The thermal aggregation behavior of red bean (Phaseolus angularis) globulin (RBG) was studied at ≈1% (w/v) protein concentration in 0.01 M phosphate buffer, pH 7.4. The percentage of protein precipitated was affected by heating temperature, heating time and salt concentration. The influences of several salts of the chaotropic series and protein structure-modifying agents on thermal coagulation of RBG were also investigated. The effects of chaotropic salts did not follow the lyotropic series of anions. Sodium dodecyl sulfate caused a more pronounced reduction in heat-induced aggregation of RBG than did dithiothreitol, while N-ethylmaleimide did not affect aggregation until after a long heating period. Differential scanning calorimetric (DSC) data showed that heat aggregation of RBG was preceded by thermal denaturation. SDS-PAGE showed that heating led to the disappearance of some protein bands, and the basic polypeptide of 11S globulin (legumin) was not found in the buffer-soluble aggregates. Heating caused increases of surface hydrophobicity, again suggesting protein unfolding prior to aggregate formation.
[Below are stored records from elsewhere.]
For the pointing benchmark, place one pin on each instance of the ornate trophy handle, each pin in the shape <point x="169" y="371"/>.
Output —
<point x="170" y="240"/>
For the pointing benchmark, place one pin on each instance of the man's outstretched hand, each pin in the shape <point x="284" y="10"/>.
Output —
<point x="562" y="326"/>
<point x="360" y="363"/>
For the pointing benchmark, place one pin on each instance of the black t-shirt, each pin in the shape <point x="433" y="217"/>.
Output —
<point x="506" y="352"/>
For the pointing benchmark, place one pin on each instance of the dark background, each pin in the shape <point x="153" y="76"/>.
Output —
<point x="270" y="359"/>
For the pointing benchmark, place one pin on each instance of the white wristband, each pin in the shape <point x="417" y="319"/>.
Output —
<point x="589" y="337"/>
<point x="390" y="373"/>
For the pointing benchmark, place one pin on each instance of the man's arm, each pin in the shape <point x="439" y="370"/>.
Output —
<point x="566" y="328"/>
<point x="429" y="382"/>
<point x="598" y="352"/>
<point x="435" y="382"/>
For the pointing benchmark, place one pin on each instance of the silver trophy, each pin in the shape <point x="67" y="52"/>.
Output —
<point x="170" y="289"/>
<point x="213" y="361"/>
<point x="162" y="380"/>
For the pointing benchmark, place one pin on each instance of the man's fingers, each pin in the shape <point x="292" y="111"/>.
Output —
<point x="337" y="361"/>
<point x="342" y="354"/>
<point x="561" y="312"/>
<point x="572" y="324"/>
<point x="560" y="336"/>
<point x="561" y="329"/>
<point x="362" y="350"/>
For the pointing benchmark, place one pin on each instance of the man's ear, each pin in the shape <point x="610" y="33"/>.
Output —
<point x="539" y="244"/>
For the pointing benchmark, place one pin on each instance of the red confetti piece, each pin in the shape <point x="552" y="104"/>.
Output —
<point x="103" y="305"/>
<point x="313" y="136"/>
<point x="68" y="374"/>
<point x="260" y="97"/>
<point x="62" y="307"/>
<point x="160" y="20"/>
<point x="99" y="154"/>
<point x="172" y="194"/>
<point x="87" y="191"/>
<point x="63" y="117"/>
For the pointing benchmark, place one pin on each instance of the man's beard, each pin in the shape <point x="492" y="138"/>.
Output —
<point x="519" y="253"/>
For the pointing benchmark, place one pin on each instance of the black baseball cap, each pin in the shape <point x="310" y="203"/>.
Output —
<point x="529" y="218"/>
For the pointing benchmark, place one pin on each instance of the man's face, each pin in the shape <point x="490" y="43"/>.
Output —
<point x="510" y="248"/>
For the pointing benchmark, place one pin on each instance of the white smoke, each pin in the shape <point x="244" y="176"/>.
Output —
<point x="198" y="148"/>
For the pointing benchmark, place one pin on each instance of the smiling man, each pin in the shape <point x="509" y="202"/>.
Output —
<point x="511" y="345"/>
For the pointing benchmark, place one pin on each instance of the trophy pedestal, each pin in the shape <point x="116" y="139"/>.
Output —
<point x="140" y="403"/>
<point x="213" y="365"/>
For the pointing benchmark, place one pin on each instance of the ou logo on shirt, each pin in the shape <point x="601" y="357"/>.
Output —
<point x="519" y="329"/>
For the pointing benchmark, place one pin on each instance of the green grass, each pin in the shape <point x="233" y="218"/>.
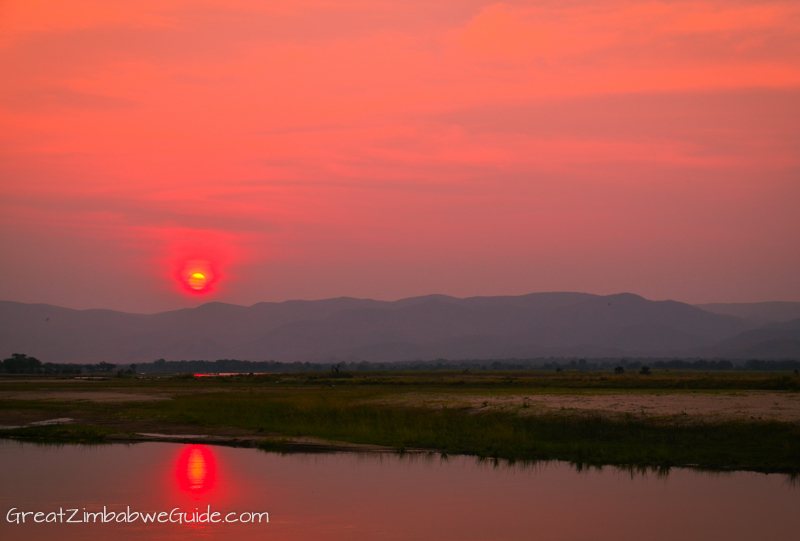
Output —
<point x="56" y="434"/>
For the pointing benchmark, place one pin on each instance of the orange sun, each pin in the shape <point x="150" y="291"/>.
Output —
<point x="197" y="281"/>
<point x="198" y="276"/>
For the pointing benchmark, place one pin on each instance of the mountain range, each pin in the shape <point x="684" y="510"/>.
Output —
<point x="428" y="327"/>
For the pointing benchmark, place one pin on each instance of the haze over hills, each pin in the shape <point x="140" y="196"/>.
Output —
<point x="429" y="327"/>
<point x="757" y="312"/>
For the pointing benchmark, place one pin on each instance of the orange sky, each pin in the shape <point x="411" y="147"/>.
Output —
<point x="384" y="149"/>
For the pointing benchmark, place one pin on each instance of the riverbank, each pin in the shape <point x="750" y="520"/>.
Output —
<point x="490" y="415"/>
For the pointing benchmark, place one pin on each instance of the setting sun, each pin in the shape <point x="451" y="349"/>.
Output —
<point x="197" y="281"/>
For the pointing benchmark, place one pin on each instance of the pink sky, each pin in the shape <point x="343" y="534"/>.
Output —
<point x="385" y="149"/>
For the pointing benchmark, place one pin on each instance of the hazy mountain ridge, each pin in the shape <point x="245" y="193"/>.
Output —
<point x="429" y="327"/>
<point x="757" y="312"/>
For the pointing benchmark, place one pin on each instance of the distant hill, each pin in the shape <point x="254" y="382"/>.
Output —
<point x="757" y="312"/>
<point x="429" y="327"/>
<point x="771" y="341"/>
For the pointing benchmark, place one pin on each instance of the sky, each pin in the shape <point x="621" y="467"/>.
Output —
<point x="392" y="148"/>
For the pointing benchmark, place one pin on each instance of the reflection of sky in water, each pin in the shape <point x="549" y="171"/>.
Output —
<point x="355" y="497"/>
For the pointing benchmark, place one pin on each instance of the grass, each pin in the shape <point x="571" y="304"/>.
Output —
<point x="56" y="434"/>
<point x="356" y="410"/>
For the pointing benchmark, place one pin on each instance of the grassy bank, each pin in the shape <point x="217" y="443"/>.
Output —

The buffer-insoluble aggregates did not show any DSC response, indicating extensive denaturation, and had a lower surface hydrophobicity and higher disulfide content than the buffer-soluble aggregates. The data suggest that electrostatic and hydrophobic interactions may play an important role in thermal aggregation of RBG, with disulfide bonds playing a limited role.